A carnivorous, cynical man. Danny plans to throw away this shirt.

“Because of your app,” Maple says. “I’ve read about it. If you can measure your compatibility with anyone, surely you’d see plenty of people are equally compatible.”

“Well, it’s not really permanent compatibility so much as compatibility in a given moment.”

“And love at first sight? What’s your stance?”

“I think it’s a stretch,” Danny says. “Why? What do you think?”

“I believe more in love at first smell.”

“I don’t know that I’m particularly attracted to smells,” Danny says.

“You are. Everyone is. You just might not notice. Shh.”

He blinks.

“Not you.” She gestures to her bag. “I had to bring my prairie voles home from the lab for the long weekend.”

This is exactly the sort of thing one can preestablish during small talk.

“Yeah, no, sure,” Danny says. “I have a family of chipmunks in my backpack.”

“Do you want to meet them?”

This seems to be a rhetorical question. Maple sets the capacious tote on the table.

Danny looks inside and sees a gray plastic crate with two rodents.

While this is probably a health code violation, the prairie voles are essentially semispherical mice with nubbly tails.

There’s just no way around it. They are, like, so cute.

“Some people are weird about rodents,” Maple concedes.

“I’m more weird about bugs myself.”

“Mammalian bias,” Maple says. “Why are you weird about bugs?”

“Scuttly.”

“Prairie voles pair bond for life,” she says. “The soulmate thing—that’s what I’m doing for my PhD.”

“They’re soulmates? The prairie voles?”

“Depends how you define soulmate, but yeah, basically. They give each other all the happy brain chemicals. They’re not going to cheat on each other. No laws or religious doctrine required.”

“Does this mean you believe in soulmates?” Danny asks.

“Not in the, like, ‘our souls are split in two and we wander aimlessly looking for our other half’ way. It’s not predestined. It’s retroactive.
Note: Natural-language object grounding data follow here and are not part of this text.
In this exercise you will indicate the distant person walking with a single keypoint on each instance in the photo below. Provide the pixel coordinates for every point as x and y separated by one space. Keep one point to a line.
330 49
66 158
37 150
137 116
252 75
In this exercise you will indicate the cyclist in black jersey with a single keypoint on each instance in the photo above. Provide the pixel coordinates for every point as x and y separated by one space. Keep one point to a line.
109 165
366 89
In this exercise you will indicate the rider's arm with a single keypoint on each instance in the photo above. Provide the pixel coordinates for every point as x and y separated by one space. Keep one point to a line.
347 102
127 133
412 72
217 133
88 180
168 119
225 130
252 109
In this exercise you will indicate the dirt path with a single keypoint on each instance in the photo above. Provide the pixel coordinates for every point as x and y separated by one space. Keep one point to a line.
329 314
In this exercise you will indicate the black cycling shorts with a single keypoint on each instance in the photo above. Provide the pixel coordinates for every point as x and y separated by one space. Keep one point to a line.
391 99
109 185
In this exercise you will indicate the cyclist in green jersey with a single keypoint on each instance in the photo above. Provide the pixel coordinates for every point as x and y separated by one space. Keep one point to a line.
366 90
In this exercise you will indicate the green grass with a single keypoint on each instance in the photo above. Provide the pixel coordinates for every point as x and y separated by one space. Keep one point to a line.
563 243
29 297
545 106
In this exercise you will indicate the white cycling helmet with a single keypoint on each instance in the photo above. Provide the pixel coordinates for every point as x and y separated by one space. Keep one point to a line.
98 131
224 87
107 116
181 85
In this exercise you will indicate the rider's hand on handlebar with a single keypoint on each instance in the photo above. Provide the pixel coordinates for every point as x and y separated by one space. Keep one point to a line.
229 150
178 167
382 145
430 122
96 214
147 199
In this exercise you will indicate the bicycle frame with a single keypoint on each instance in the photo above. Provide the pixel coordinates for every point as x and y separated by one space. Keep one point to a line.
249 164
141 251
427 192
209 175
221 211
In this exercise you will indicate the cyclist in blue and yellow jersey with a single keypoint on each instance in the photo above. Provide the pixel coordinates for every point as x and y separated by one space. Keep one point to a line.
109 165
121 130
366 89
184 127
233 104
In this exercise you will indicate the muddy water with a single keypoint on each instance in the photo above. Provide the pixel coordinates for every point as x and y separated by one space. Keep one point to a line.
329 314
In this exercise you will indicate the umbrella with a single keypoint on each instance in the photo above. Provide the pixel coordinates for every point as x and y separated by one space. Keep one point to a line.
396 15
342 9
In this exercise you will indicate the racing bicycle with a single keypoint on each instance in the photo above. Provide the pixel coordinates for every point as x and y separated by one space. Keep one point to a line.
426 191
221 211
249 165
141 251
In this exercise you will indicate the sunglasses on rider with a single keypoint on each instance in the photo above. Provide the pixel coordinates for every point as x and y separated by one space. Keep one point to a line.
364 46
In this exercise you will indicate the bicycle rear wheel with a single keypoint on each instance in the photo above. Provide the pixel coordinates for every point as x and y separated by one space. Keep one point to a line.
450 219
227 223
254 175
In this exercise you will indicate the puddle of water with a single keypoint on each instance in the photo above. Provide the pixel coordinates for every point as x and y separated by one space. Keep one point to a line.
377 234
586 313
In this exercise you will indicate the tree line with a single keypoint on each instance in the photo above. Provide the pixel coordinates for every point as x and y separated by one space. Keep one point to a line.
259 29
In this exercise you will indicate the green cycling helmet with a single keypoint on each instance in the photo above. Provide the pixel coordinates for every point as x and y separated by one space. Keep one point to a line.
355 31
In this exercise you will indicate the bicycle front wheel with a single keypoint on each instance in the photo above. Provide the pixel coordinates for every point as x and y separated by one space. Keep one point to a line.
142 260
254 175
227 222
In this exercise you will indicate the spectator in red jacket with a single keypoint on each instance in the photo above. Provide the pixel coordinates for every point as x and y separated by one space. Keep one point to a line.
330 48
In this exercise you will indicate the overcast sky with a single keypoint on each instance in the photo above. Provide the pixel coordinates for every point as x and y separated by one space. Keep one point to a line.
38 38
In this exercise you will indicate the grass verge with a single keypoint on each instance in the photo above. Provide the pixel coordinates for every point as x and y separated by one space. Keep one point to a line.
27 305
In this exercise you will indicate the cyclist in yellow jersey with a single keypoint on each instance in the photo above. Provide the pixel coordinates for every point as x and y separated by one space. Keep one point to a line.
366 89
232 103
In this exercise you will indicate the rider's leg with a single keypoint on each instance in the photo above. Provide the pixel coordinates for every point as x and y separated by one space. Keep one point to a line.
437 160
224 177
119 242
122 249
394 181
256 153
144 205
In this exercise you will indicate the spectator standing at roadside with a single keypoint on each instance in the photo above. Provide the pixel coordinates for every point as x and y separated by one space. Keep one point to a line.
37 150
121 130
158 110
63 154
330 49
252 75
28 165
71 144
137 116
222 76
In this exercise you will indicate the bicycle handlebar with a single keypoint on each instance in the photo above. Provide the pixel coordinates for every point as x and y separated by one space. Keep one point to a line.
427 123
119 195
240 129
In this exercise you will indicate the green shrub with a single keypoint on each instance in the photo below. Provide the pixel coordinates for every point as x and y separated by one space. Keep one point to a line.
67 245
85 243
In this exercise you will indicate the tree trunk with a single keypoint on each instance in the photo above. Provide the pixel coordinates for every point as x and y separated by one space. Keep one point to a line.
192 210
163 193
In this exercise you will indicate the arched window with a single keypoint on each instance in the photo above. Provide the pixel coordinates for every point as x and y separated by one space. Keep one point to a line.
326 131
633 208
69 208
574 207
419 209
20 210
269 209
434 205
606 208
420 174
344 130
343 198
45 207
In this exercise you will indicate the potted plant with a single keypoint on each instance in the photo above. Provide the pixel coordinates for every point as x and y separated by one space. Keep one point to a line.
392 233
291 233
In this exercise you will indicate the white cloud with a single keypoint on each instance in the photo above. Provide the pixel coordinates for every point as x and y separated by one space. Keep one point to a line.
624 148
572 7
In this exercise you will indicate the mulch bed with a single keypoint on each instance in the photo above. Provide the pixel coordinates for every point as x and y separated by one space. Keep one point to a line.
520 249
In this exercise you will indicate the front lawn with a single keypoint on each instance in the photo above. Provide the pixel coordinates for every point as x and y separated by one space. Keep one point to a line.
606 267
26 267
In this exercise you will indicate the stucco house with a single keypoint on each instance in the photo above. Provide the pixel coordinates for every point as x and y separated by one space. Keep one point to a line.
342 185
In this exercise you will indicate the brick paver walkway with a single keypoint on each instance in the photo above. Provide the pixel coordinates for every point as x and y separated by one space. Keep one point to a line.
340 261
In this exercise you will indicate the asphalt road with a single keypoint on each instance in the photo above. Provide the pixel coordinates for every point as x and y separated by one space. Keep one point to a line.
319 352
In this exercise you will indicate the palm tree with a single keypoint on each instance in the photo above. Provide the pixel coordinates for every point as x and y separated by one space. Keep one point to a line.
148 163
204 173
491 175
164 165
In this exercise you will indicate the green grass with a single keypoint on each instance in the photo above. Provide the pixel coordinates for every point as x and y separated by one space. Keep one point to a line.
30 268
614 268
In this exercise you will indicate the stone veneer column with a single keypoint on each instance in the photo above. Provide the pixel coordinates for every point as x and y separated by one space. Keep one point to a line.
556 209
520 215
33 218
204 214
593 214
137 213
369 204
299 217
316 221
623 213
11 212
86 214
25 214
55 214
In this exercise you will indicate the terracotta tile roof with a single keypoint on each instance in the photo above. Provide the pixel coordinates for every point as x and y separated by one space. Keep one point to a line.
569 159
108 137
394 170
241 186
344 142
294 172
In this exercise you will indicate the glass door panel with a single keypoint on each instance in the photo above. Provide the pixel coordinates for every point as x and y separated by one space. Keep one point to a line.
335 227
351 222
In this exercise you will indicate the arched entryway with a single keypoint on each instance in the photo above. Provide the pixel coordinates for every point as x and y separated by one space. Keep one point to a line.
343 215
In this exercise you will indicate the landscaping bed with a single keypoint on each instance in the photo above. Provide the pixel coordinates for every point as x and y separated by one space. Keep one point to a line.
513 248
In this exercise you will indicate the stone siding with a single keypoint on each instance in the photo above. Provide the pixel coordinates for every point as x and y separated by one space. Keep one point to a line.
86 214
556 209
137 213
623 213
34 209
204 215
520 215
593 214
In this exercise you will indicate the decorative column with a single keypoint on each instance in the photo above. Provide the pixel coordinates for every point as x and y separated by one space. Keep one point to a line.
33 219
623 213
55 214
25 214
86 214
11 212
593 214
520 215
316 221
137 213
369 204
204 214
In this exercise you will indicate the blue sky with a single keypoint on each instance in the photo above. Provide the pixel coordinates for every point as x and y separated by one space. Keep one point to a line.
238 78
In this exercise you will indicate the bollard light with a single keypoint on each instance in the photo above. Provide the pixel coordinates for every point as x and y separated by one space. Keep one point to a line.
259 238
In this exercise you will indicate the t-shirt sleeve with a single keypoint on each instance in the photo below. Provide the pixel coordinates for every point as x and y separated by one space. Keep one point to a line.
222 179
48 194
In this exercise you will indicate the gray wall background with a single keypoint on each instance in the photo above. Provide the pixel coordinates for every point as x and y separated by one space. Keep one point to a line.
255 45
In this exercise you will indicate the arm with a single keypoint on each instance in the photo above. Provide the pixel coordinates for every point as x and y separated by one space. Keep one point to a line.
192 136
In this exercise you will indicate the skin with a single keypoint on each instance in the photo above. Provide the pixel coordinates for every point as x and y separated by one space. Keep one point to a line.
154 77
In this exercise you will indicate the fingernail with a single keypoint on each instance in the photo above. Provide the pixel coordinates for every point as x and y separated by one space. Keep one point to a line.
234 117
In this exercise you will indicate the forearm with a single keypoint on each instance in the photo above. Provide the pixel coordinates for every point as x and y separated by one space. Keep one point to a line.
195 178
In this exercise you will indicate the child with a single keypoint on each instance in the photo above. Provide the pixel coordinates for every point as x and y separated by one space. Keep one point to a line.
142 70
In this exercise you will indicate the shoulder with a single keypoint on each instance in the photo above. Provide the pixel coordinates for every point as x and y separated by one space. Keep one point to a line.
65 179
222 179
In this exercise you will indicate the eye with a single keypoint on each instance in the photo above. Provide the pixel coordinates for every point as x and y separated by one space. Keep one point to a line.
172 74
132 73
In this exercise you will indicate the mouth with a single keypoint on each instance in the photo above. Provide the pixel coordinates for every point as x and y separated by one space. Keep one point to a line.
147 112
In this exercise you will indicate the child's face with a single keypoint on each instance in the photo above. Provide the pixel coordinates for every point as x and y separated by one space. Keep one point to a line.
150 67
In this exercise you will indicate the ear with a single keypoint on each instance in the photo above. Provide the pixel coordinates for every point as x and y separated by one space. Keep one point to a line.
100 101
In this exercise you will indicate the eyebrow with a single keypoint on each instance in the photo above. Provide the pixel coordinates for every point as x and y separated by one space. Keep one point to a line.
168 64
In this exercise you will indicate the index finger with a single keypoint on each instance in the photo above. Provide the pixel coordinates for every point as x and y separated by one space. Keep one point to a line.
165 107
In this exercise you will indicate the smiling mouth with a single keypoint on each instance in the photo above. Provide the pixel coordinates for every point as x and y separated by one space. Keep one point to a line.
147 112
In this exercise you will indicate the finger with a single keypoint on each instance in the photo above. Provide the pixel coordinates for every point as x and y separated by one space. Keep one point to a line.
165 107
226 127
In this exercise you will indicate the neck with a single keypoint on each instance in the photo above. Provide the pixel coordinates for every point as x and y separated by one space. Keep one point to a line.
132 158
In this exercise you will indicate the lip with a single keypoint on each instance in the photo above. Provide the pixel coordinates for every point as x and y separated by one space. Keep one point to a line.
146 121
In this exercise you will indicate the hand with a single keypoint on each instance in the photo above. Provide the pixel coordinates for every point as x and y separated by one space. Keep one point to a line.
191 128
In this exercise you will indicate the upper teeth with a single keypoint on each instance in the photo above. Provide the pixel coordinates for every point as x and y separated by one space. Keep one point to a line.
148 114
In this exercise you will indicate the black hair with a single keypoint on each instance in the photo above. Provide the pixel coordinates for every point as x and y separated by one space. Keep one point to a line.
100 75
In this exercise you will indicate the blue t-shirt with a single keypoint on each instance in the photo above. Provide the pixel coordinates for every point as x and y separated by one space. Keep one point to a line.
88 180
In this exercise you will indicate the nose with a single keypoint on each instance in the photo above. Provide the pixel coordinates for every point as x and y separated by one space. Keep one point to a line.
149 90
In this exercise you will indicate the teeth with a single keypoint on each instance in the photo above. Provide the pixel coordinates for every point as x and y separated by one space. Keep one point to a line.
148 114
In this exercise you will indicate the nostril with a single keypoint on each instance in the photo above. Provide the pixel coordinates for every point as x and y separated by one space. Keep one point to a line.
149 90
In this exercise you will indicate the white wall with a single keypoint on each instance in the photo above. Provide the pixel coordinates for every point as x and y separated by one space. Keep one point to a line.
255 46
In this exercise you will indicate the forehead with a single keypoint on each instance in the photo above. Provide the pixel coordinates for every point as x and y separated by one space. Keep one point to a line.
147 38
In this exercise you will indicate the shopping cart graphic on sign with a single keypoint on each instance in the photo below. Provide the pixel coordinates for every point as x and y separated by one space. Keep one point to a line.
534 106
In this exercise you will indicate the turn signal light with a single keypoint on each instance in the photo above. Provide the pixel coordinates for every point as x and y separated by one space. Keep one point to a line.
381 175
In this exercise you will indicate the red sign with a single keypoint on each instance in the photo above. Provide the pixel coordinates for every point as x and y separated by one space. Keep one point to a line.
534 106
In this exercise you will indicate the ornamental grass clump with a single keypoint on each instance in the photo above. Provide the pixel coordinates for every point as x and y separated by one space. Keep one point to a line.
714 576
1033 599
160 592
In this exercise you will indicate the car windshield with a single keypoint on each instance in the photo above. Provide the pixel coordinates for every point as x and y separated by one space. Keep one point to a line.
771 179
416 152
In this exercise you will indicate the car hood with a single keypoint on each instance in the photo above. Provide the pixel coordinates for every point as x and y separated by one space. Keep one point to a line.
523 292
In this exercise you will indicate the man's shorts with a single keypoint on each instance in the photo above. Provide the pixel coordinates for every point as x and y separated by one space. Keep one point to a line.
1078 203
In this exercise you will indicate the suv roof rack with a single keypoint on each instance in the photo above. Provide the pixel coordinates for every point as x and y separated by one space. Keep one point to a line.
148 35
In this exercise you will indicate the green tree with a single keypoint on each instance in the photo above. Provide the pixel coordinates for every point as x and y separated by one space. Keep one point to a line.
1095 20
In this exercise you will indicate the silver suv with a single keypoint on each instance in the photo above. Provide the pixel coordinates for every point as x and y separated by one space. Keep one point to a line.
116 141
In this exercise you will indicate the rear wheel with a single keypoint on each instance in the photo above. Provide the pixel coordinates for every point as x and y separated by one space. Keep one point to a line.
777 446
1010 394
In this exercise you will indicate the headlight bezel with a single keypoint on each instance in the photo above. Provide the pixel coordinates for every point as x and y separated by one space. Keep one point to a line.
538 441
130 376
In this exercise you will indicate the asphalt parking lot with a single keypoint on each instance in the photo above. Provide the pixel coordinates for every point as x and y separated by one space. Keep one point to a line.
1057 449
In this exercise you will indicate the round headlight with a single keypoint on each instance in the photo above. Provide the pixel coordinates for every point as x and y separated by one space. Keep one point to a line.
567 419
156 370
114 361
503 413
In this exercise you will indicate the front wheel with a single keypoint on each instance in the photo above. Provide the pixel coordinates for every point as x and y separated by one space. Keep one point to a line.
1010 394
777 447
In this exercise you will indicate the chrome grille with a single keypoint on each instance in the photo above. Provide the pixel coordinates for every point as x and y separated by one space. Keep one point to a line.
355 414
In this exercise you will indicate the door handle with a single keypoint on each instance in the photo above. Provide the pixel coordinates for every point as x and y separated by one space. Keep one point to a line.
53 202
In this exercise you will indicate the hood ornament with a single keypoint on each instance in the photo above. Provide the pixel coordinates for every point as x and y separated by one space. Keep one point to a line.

I believe in inventing a soulmate.”

“Huh,” Danny says.

Maple sips her beer then sets it down again. “Look, my therapist says it’s really important that I start respecting my attachment style, and I think you’re probably too closed off and avoidant for me.”

“Really,” Danny says. Kyra, his last ex, thought he was anxious and needy. He tries not to take this as a win.

“So I think we won’t be seeing each other moving forward. Best of luck with life, though!”

He is relieved and disappointed when she walks away with her tacos.

Relieved that he will not have to send a “thanks but no thanks” text in three days.

Disappointed that he has been rejected. There is something especially scathing about being rejected by someone you did not want to ask out again in the first place.